The most popular topic of conversation at any social gathering is always food and restaurants. But the second most popular topic is certainly real estate. We find people are endlessly interested in real estate, even if they are not personally in the market. Here are seven questions we hear often, especially since the pandemic started.
What’s selling right now in River Oaks?
If it is totally remodeled, updated throughout, move-in ready and in a premier location, it has been selling in a flash. You may ask “so what’s new about that?” The answer is that these properties are selling for much more than one would have expected. Well-to-do buyers are prepared to pay a premium to get what they want without having too much hassle to move in.
Also selling quickly (though not quite as fast) are lots or, more likely, potential teardown houses, that are in premier locations. Again, buyers are paying a premium for the location and the right configuration for their future custom new construction.
More challenging locations and houses that need significant updating have been much slower to sell and more subject to price resistance.
Excluding your own, what is your favorite River Oaks listing?
There’s a relatively small house at 2219 Del Monte – just a two-bedroom, really – priced at around $2.4MM. It has been stylishly remodeled recently but has kept its vintage flavor. Despite being smallish, it has a number of spaces that are pleasant to spend time in. The back garden is very pleasant, too. This house is likely to appeal to someone who is downsizing. Naturally, it went straight into contract within the day and is set to close within the month.

I also want to mention a pricier house that sold earlier this year, on Inverness by Willowick. A one-and-a-half story house with the primary bedroom on the ground floor – a rarity in River Oaks – it had been completely remodeled tastefully for the previous owner. We thought we had the perfect buyer for this house, but the timing wasn’t quite right. It went into contract to another buyer within days but had a protracted closing period and a last-minute switch of buyers, because of damage caused by the February freeze. Despite the high price tag it was a bargain.
The River Oaks market was so very hot the first half of the year. How is the second half shaping up?
We haven’t seen the same level of closed sales since Labor Day as we saw in February through June. But new contract activity in September and October, so far, has been very respectable, and we anticipate closed sales in October to be as high as 12 houses. That’s only second to the 16 closed sales in March of this year.
Showing activity has also been higher since Labor Day than in the fall of any of the past three years, despite relatively low inventory. And the high activity has been at all levels of the River Oaks market. That is an early indicator of strong sales numbers for the rest of 2021.
Have there been any recording-setting transactions in 2021?
The records have been shattering like plates at a Greek wedding.

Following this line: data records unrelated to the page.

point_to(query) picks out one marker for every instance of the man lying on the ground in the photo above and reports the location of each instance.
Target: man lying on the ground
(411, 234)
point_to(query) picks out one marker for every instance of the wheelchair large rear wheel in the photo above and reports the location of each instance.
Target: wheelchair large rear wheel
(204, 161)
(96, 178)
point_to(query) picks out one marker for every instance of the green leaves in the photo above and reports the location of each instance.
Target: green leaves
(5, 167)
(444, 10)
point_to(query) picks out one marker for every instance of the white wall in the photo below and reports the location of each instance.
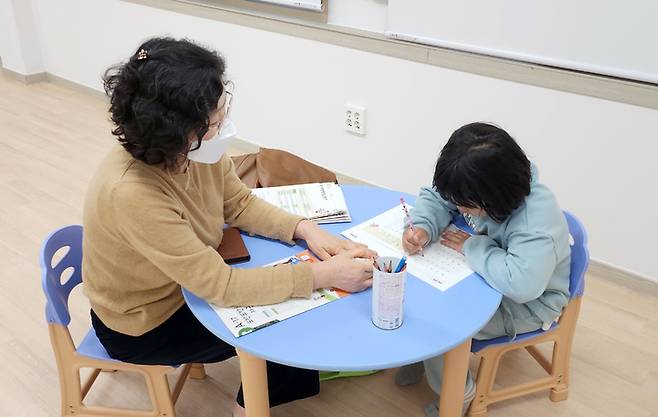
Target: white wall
(19, 41)
(598, 156)
(360, 14)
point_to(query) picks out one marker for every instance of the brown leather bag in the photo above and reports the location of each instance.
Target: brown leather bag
(274, 167)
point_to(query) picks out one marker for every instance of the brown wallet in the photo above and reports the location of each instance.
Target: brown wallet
(232, 248)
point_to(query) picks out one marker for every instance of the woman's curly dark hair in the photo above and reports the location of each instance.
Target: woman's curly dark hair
(159, 97)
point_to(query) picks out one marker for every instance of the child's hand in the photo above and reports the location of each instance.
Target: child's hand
(454, 239)
(413, 241)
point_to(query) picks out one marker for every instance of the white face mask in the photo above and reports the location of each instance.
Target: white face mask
(211, 150)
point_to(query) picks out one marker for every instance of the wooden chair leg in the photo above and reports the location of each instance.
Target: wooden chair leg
(455, 370)
(561, 359)
(197, 371)
(253, 372)
(486, 376)
(71, 391)
(158, 387)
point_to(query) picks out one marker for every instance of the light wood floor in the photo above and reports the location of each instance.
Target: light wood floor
(51, 139)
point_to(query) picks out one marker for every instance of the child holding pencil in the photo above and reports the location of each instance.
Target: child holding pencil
(521, 245)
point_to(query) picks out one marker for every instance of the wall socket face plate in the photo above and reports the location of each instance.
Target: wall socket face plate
(355, 119)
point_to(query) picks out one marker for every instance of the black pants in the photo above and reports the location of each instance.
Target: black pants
(183, 339)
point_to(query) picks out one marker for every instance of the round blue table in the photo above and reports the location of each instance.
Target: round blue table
(341, 336)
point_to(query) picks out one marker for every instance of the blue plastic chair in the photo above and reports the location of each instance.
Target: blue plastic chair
(90, 353)
(561, 334)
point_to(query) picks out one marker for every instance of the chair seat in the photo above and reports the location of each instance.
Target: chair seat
(92, 347)
(478, 345)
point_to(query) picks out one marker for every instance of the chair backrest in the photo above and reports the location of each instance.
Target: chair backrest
(579, 255)
(57, 293)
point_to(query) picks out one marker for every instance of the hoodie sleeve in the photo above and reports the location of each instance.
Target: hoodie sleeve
(432, 213)
(521, 272)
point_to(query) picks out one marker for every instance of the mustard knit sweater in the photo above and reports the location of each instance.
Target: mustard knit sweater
(148, 232)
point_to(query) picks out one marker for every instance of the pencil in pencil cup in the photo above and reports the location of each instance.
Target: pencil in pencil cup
(388, 292)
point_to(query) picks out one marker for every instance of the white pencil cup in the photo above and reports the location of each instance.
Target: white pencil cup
(388, 294)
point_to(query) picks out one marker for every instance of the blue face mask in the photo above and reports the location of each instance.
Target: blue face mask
(211, 150)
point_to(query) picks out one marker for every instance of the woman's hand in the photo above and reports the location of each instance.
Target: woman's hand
(350, 271)
(414, 240)
(325, 245)
(454, 239)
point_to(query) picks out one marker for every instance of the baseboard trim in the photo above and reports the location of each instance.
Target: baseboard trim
(629, 279)
(25, 78)
(65, 82)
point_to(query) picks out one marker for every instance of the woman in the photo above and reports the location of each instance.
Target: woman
(154, 214)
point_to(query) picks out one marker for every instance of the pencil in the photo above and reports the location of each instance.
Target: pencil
(411, 224)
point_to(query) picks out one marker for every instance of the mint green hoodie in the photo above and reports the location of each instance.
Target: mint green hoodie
(526, 257)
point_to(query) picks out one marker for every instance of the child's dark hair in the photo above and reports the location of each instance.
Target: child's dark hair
(166, 90)
(482, 166)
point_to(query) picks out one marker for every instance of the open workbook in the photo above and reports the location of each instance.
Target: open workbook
(244, 320)
(441, 267)
(319, 202)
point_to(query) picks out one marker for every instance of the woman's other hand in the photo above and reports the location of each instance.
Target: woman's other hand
(350, 271)
(325, 245)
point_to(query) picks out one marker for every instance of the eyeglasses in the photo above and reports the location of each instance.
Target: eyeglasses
(229, 87)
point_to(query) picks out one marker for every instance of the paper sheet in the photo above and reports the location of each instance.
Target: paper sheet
(441, 266)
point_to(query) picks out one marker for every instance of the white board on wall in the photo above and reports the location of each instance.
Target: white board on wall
(302, 4)
(610, 37)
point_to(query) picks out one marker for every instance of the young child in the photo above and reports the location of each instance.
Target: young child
(521, 245)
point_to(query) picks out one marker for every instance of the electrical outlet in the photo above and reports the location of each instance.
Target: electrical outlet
(355, 119)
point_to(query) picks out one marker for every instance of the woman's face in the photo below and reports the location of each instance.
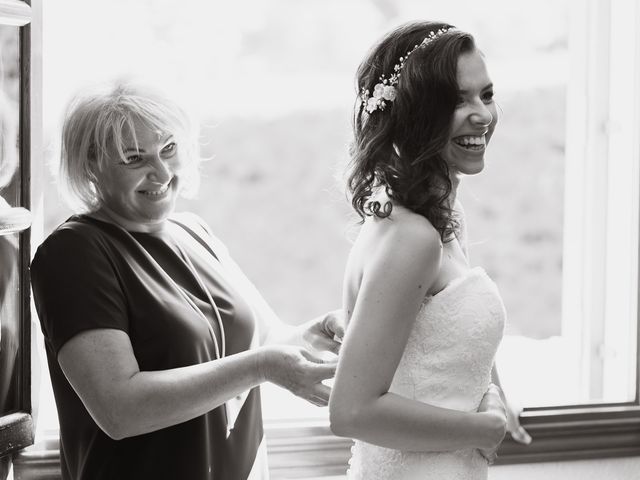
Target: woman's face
(475, 116)
(140, 193)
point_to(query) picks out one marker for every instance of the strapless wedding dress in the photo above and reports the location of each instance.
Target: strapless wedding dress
(447, 362)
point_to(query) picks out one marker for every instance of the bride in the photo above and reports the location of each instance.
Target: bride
(413, 386)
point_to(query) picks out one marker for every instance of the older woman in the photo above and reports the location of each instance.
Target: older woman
(155, 339)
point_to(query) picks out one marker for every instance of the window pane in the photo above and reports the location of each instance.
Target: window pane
(10, 304)
(9, 115)
(10, 190)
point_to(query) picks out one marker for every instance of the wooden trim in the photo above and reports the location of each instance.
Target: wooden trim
(309, 449)
(16, 432)
(14, 12)
(16, 429)
(16, 219)
(576, 434)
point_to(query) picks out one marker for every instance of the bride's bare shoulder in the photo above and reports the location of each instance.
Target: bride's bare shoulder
(403, 230)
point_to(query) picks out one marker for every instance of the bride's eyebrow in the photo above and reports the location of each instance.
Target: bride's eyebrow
(133, 150)
(489, 86)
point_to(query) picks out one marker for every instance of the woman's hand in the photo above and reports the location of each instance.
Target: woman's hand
(326, 332)
(298, 371)
(493, 407)
(517, 431)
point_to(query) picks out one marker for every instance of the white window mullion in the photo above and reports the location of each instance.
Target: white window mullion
(622, 202)
(586, 184)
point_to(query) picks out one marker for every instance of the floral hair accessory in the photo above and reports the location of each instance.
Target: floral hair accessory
(385, 90)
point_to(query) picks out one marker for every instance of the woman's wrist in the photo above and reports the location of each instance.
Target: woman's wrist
(490, 429)
(264, 361)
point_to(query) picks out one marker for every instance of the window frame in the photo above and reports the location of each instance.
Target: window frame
(17, 428)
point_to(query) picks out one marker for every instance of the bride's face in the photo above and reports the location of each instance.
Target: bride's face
(475, 116)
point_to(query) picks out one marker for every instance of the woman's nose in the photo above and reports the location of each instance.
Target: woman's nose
(161, 171)
(481, 115)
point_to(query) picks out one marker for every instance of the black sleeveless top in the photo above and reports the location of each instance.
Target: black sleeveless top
(91, 274)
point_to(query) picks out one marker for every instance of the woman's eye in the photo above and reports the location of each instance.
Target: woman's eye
(487, 96)
(132, 159)
(170, 148)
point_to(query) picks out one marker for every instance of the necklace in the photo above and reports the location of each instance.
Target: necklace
(220, 349)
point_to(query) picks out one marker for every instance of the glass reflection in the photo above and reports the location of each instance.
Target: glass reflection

There were a few hush-hush sales of large houses on big lots priced well into the eight-digits, and, additionally, Teresa and I were professionally involved in record-setting large and small lot sales in the neighborhood.
What has been the best bargain so far this year?
A particularly sweet deal on Stanmore involved a spec builder who had been patiently on the lookout for a good buy. The house, on a relatively large lot for that part of the subdivision, had been on the market in 2020, but nobody could see the lot for the house, and it sat unloved for months. When it returned to the market this summer, said builder swooped in, buying the property at a 30 percent discount to what other spec builders have been paying for equivalent lots.
Is there a “typical” buyer for River Oaks right now?
It is tempting to say something sardonic here. But there are many very affluent younger buyers around. This is a broad generalization, but I would say that, while affluent, they are more price sensitive at the lower price-points and more lavishly determined at the higher end of the market.
Looking back over the past 20 months, how would you say the pandemic has affected real estate over all in River Oaks?
The key effect of the COVID-19 experience for River Oaks, as we have discussed in a recent newsletter, is that we are experiencing two years of sales activity taking place in 2021. The pandemic has been a catalyst for both buyers and sellers. So many of them were saying “We were already planning to … buy/sell/retire/move up/downsize (you name it). Life is short, let’s just do it.”
Looking forward, that does not mean that there is a new threshold number of sales per year. That is not sustainable. We also caution that this year’s high sales numbers will cannibalize sales in 2022.